The Feusier Octagon House in San Francisco Just Listed for $8.6M

In San Francisco’s regal Russian Hill neighborhood, one of only two surviving octagon houses in the Bay Area has popped up on the market. The Feusier Octagon House, amongst its stylish neighborhood’s oldest homes, went up in 1857. That means the address survived the 1906 earthquake and fire, a feat made possible by residents who refused their order to leave. Now San Francisco Landmark #36 and an essential portion of the Russian Hill Paris Block Historic District, earning it a place on the National Register of Historic Places, the home is a bit more secure in its protection. Asking $8.6 million, Feusier Octagon House is a one-of-a-kind eight-sided abode in an architectural oasis.

Surrounded by serene gardens, the home enjoys privacy largely unheard of in a famously tightly packed city. The three-level home counts 4 bedrooms and 3.5 bathrooms within its walls, currently configured as two separate apartments. The upper two levels are vacant, ready for the new owner to enjoy four parlors and a south deck that descends to the garden. Above lie 2 bedrooms and 2 bathrooms, crowned by the octagonal cupola that grants the home its name. The lower level counts the primary kitchen as well as the remaining bedrooms and bathrooms.

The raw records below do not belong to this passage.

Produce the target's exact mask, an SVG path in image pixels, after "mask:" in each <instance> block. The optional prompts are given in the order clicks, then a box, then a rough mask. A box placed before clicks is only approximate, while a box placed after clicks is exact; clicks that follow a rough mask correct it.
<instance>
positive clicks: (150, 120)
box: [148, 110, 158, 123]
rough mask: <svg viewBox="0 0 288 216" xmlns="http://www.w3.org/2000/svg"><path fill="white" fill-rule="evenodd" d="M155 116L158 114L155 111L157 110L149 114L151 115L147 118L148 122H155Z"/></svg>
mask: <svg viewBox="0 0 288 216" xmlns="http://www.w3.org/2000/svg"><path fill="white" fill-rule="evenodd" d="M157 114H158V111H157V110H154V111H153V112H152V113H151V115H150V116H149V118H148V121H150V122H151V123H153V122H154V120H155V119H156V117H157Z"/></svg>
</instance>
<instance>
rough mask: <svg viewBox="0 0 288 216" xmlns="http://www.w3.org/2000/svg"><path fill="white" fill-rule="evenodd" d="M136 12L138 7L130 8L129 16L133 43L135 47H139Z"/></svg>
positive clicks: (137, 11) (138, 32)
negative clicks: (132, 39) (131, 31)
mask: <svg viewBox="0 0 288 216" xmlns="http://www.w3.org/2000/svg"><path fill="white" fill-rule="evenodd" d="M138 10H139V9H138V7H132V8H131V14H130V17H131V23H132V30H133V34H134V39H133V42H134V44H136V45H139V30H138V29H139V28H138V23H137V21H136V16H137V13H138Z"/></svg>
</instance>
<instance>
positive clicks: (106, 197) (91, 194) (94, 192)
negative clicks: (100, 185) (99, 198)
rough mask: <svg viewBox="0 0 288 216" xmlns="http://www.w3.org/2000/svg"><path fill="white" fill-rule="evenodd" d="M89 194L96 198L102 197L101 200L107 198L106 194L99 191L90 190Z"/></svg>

Octagon homes grew popular in the United States for their allowance of sunlight into every room for at least some part of the day and for their optimal air circulation as advocated by phrenologist Orson Squire Fowler. Such qualities attracted the Feusier family, who owned the property from the 1870s all the way through the 1950s. Approximately 100 octagon homes remain in the country—this one is listed with Janet Feinberg-Schindler of Sotheby’s International Realty.